Pre-emergent goes down weeks before your turf likely needs a heavy dose of Nitrogen anyways, and I like to have more control over when the Nitrogen is released into the soil.

Spreading out 1 lb of Nitrogen per K over 6 months is underfeeding PR, fescue, or KBG. It needs much more than that unless you want a better-than-doing-nothing lawn.


----------



## jimmy (Jul 25, 2017)

I wasn't planning on trying it, just thought it was interesting and hadn't seen this before. Seems like an even easier solution than the classic 4 step programs for those who don't like to think about their lawn.

I spray prodiamine way before I apply fert, so I get it


----------



## HoosierLawnGnome (Sep 28, 2017)

Yeah, if you're the guy that has time to make one application a year in the spring, and will be happy with the results - this is the product for you!

But 6 months of release time??? Paying a lot for polymer coating!


----------



## g-man (Jun 15, 2017)

I saw it in their ad last week and thought it was weird. It is applying it at a rate of 2.3lb of N/ M. Like HGL said, it might still be fertilizing into the summer, which could cause more stress.


----------



## Green (Dec 24, 2017)

Interesting. I've heard about this sort of thing.

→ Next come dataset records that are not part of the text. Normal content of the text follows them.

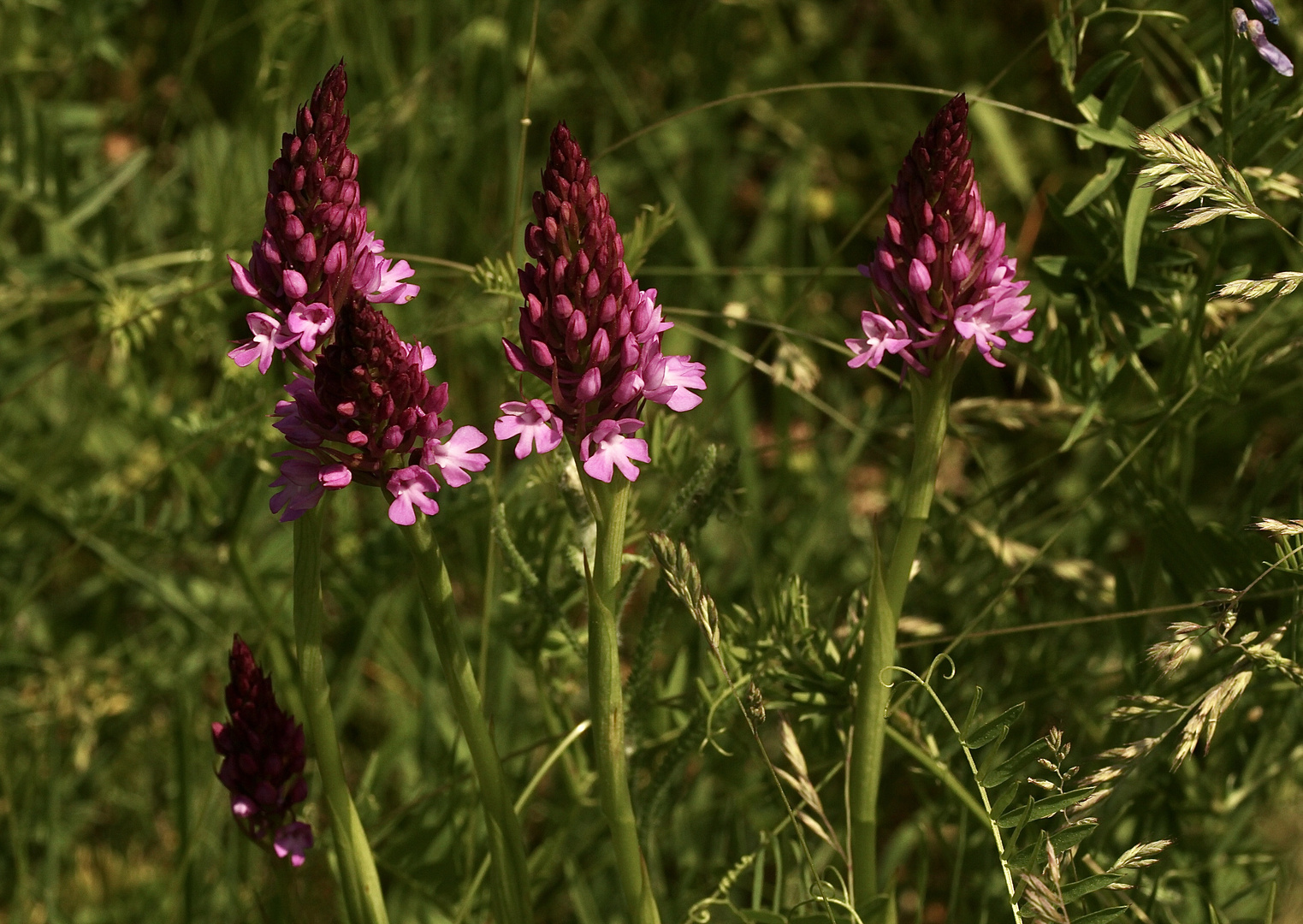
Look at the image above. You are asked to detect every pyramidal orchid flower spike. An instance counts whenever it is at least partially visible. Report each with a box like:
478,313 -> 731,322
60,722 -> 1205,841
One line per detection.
227,64 -> 419,374
845,94 -> 1034,376
212,635 -> 313,867
494,122 -> 706,483
228,64 -> 489,525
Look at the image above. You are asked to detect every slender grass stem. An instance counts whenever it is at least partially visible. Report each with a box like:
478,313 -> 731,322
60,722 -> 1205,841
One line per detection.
401,518 -> 533,924
294,505 -> 388,924
580,469 -> 660,924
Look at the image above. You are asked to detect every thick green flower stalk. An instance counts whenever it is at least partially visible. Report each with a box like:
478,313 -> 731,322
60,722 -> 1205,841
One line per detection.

If the slow release is well-controlled (you'd have to understand the environmental conditions well to get proper timings for a certain area; but there are studies out there about slow-release strategies, and though a relatively new strategy the past few decades, it's been proven), it would in theory be a good solution for low-input lawns. Of course, the person using it might want to go slightly lighter in Spring and heavier in late Summer/early Fall with Cool Season grass types. At 2.3 lbs/K N rate, it's still putting down a decent pinch of quick release N. If you put it down in mid August, in the cool-season regions of the Northeast/upper mid-Atlantic or Midwest, you had better pray for enough rain after that point.

My thoughts: This could be an awesome solution for your average person in the Northeast with a mostly Fine Fescue lawn, who waters only occasionally, and only uses 1-2 lbs of N per year per thousand square feet...maybe half label rate in April or May, and then again in August.

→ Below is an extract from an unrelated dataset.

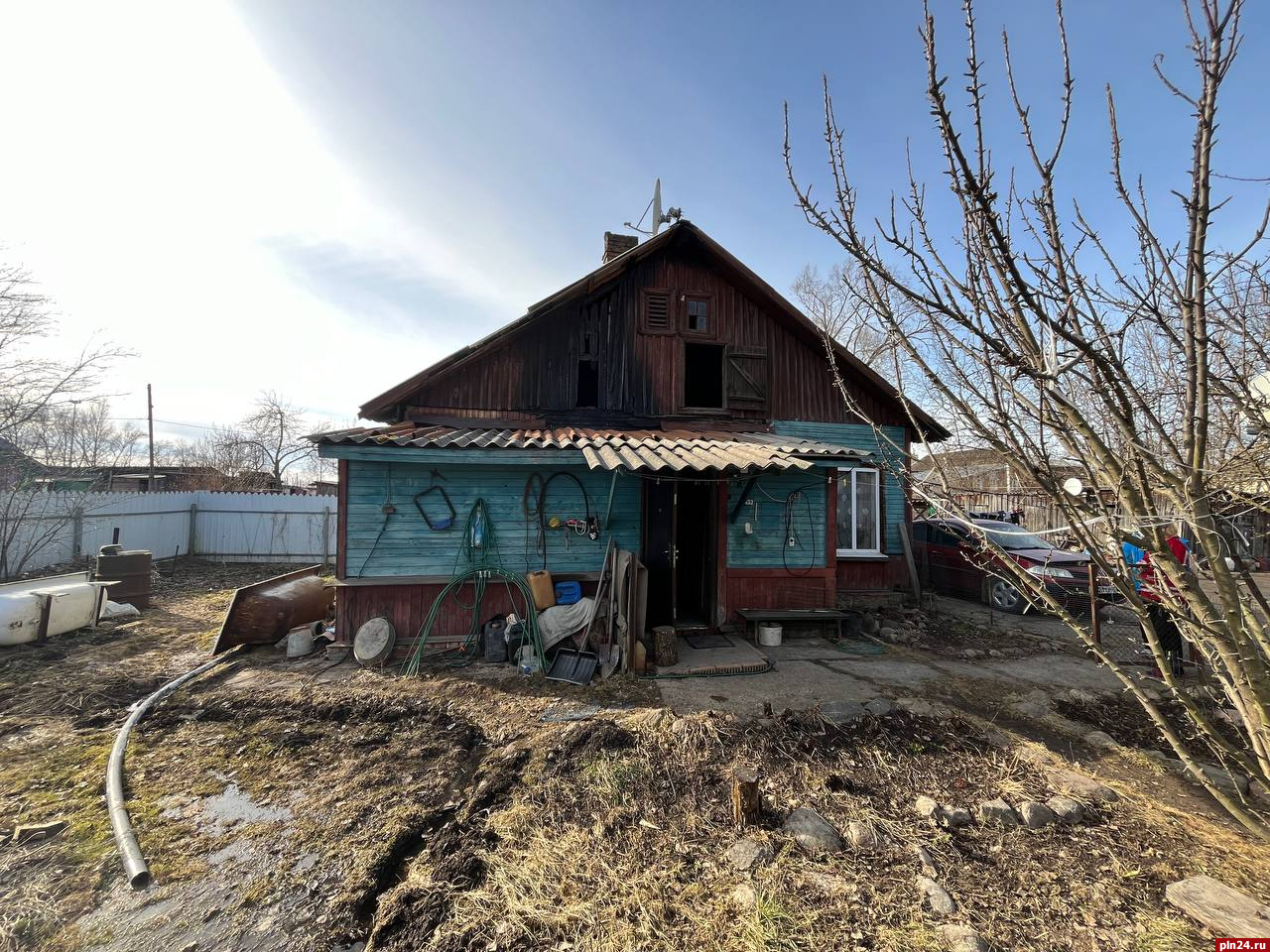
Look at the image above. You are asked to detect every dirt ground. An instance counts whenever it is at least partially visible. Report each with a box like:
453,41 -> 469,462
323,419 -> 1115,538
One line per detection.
0,563 -> 1270,952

I would assume that PCSCU would be better (more controlled release) for this use than the PCU they use...but also more expensive.

In any case, we don't have Menards in this part of the country.


----------



## Green (Dec 24, 2017)

So, after watching @thegrassfactor 's video about N sources, I'm even more convinced that a product like this should have really been using both polymer and Sulfur coatings, because most polymer coatings release N at a steady rate above a certain temperature, rather than using moisture.


----------